C.: Con el gran transatlántico, con toda lógica, el rumbo no va a ser el que tú quieras. Va a haber otros factores que lo van a determinar: va a haber un capitán, un segundo, un contramaestre, 400 marineros… y sobre todo un armador, un dueño. Demasiadas maneras de marcar ese rumbo. En cambio, en la canoa, solo o con otros pocos, el rumbo lo vas a poder definir mucho más directamente. Yo pensé también en hacer cháchara con otra gente, y lo sigo pensando porque me parece interesante.
M.: Algo que huya de lo que llamas Periodismo Gillette. Ese periodismo bien afeitadito.
C.: Cada vez me jode más la influencia que alcanzó en nuestros países ese periodismo atildado, pasteurizado, tan seguro, tan satisfecho de sí mismo, tan bien afeitado que podríamos llamarlo Periodismo Gillette. Que viene con ínfulas de superioridad moral porque les preguntan las cosas a dos o tres personas y dice que hay que tener dos fuentes, tres fuentes, y escriben como si se aburrieran. Es esta influencia del periodismo a la americana, que está tan en boga y que a mí me parece particularmente triste. Más allá de esto, es bastante triste que crean que lo que importa es siempre —o casi siempre— contar el poder, los entresijos y los pequeños errores y excesos del poder, para cuidarlo, para limpiarlo, para que pueda seguir funcionando despojado de esas pequeñas malformaciones, de esos quistes que serían los funcionarios corruptos, incorrectos y demás. Es como el sistema de la monarquía española: se creen que lo que hay que hacer es cambiar al señor porque está viejo y parece que caza demasiado y cobra demasiado y se lo gasta en amigas rubias, en lugar de pensar que el problema es que hay una institución según la cual hay un señor que tiene todos los privilegios simplemente porque es el hijo de otro señor que tenía todos esos privilegios. Es lo menos democrático que uno pueda imaginar. El Periodismo Gillette hace lo mismo: lo que intenta es mejorar un poquito los errores y excesos del sistema para que el sistema pueda seguir funcionando. Y por eso se dedica tanto a las instancias del poder, cuando a mí lo que me interesa es contar otras cosas.
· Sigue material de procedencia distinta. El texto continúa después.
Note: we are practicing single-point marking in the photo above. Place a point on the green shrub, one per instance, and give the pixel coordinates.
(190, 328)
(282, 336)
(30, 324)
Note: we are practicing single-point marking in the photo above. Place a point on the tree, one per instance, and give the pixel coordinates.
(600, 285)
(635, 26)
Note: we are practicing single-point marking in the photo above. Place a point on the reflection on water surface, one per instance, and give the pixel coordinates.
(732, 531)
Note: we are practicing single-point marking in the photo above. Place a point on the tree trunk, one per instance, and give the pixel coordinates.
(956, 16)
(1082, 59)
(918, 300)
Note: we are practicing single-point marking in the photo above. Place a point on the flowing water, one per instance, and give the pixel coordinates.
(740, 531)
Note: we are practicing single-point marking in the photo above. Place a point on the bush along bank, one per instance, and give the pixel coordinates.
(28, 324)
M.: También criticas el periodismo de investigación.
C.: Bueno, por lo menos a ese que en lugar de pensar un poco las cosas se dedica a tratar de hacer un trabajo básicamente policial que deberían hacer las instituciones policiales. Y si no lo hacen, lo que hay que hacer es conseguir una sociedad en la que las instituciones policiales lo hagan, no hacerlo en su lugar y creerse un gran comisario. Yo detesto a la policía en cualquiera de sus formas. No quiero ser un buen policía, como parece ser el caso de ciertos periodistas. Además, quizás el público debería saber que, casi siempre, el «periodismo de investigación» consiste en que algún exsocio o compañero dejado de lado o ninguneado o lo que sea pasa información sobre maniobras en las que solía participar o, por lo menos, tolerar. Si no te lo cuenta alguien de adentro, casi nunca te enteras. Y el que te lo cuenta tiene su agenda, lo hace con un fin, en el que el periodista es su instrumento.
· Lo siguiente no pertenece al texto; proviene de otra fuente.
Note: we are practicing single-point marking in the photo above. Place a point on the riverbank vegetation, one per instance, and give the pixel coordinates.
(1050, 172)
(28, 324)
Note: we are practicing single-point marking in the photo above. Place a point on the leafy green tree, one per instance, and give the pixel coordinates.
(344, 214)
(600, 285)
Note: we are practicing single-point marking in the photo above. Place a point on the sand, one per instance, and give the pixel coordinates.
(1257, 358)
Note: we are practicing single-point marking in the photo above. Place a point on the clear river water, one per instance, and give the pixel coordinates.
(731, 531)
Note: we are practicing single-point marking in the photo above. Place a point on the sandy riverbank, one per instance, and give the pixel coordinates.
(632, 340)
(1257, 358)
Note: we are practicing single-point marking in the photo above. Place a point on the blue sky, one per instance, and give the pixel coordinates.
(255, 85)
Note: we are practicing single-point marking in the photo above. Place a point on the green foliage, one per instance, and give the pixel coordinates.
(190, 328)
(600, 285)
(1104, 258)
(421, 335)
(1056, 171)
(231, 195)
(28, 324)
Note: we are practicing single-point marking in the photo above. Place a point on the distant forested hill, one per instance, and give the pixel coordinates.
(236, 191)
M.: El periodismo anglosajón siempre tuvo mucha influencia en mi forma de pensar. Desde muy joven. Supongo que eso se debe, en parte, a que trabajé mucho tiempo en Efe, que es una agencia de noticias. Es una escuela extraordinaria. Te enseña humildad, te recuerda cada día cuál es la esencia de lo que hacemos. Pero con el tiempo y a causa de mis inclinaciones literarias —y creo que sin contradicciones—, he matizado algunas cosas.
C.: ¿Por qué?
M.: Porque a mí me gusta que me lleven al límite, que me obliguen a verificar el material del que dispongo. Me lo hago a mí mismo. Ya no es solo que no se fíen de mí, sino que yo no me fío de mí mismo.